間もなく道元禅師は、師を求めて諸国遍歴の旅に出られる。「中国広しといえども、師とすべき人はいないのか」とあきらめかけたとき、新しく天童山に晋住された如浄禅師に会え〟と云って下さった人に出会い、再び天童山へもどっての、如浄禅師との初相見が、感動的に語り残されている。 道元禅師二十六歳、如浄禅師六十四歳、宝慶元年五月一日のことである。
「――― 航海万里 幻身を波濤に任せて、遂に大宋に達し、和尚の法席に投ずることを得たり。けだしこれ宿福の慶幸なり。 和尚、大慈悲、外国遠方の小人の願うところは、
時候に拘らず、 威儀を具せず、頻々に方丈に上りて、懐を拝せんと欲す (中略)、大慈大悲哀愍して、道元が道を問い法を問うことを聴許したまえ」
と百拝して申し上げる若き道元様に対し、
「元子が参問は今より已後、昼夜の時候に拘らず、著衣・衣、而も方丈に来りて、道を問うに妨げ無し。 老僧は親父の子の無礼を恕すに一如せん」
と如浄禅師は答えておられる。
航海万里、命がけで道を求めて入宋し、さいわいに師の下に参ずることができた。昼夜の別なく、支度もととのえず、 方丈に参じて質問することを許してくれ”というお願いに対し、道元さんよ。夜でも昼でもいつでもよい。支度もととのえなくてよい。質ねたいことがあったらいつでも方丈へ来なされ道元さんの無礼を許すことは、父親がわが子の無礼を許すようなものだ”というお言葉までいただく。 長年にわたり修行している多くの修行僧のいる中で、若い新参者の道元禅師との初相見の、何と感動的なことか。
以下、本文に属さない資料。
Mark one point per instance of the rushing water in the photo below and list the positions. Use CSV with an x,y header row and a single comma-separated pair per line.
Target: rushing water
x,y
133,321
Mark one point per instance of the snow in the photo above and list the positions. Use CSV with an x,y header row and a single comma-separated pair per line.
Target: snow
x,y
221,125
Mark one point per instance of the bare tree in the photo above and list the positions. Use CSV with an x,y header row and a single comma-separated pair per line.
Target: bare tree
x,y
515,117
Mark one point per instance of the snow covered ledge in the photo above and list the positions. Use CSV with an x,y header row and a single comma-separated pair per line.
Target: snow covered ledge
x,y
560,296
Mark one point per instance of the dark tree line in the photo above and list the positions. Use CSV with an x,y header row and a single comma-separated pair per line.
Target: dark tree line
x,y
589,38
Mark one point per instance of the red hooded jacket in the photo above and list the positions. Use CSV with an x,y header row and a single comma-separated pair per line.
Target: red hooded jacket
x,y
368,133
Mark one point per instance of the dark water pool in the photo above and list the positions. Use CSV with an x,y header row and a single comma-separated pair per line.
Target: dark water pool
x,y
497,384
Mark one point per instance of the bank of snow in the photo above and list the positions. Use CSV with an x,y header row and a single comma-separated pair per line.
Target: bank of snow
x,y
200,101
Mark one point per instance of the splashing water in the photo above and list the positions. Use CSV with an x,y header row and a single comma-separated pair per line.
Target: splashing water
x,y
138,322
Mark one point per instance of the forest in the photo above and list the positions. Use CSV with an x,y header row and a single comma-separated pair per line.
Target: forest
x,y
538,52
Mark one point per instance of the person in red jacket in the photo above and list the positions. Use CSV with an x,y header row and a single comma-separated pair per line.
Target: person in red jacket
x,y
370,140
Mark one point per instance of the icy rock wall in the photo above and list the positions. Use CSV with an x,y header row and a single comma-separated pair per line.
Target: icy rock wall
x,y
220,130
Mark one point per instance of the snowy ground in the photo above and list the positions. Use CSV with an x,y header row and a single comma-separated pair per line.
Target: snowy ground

三十年、四十年、五十年、人はそれまで人生をどう生きてきたか、その生き方の総決算の姿が今の姿であり、見る眼のある人が見れば、ひと眼でそれが見透せるというものであろう。如浄禅師と道元禅師の初相見がまさにそれといえよう。如浄禅師が天童山に住されたのはわずか三年。 その間の出会いであり、そのうちの二年余を会下随侍できた。出会いの不思議を思うことである。
~ 求道のアンテナを立てる ~
”人生は師を求めての旅〟といえる一面があろうと思う。道元禅師は師と弟子を大工材木にたとえて説いておられる。
どんなに良い材木でも、腕のない目のない大工に出会ったら台なしにされるであろう。たとえ節だらけで曲がった材木でも名工ならば節や曲がりをむしろ長所としてみごとに生かすであろう。ちょうどそのように
「正師に出会うことができなかったら、むしろ学ばないほうがよい」とまで、道元禅師は説いておられる。
ここで一つ心に留めておきたいことは、「切に求める」という求道心のアンテナが立っていないと、眼の前にどんなにすばらしい師がおられても、出会いは成立しないということである。
切に道を求め、師を求めるというアンテナが常に立っているかと、自らに深く問うていきたい。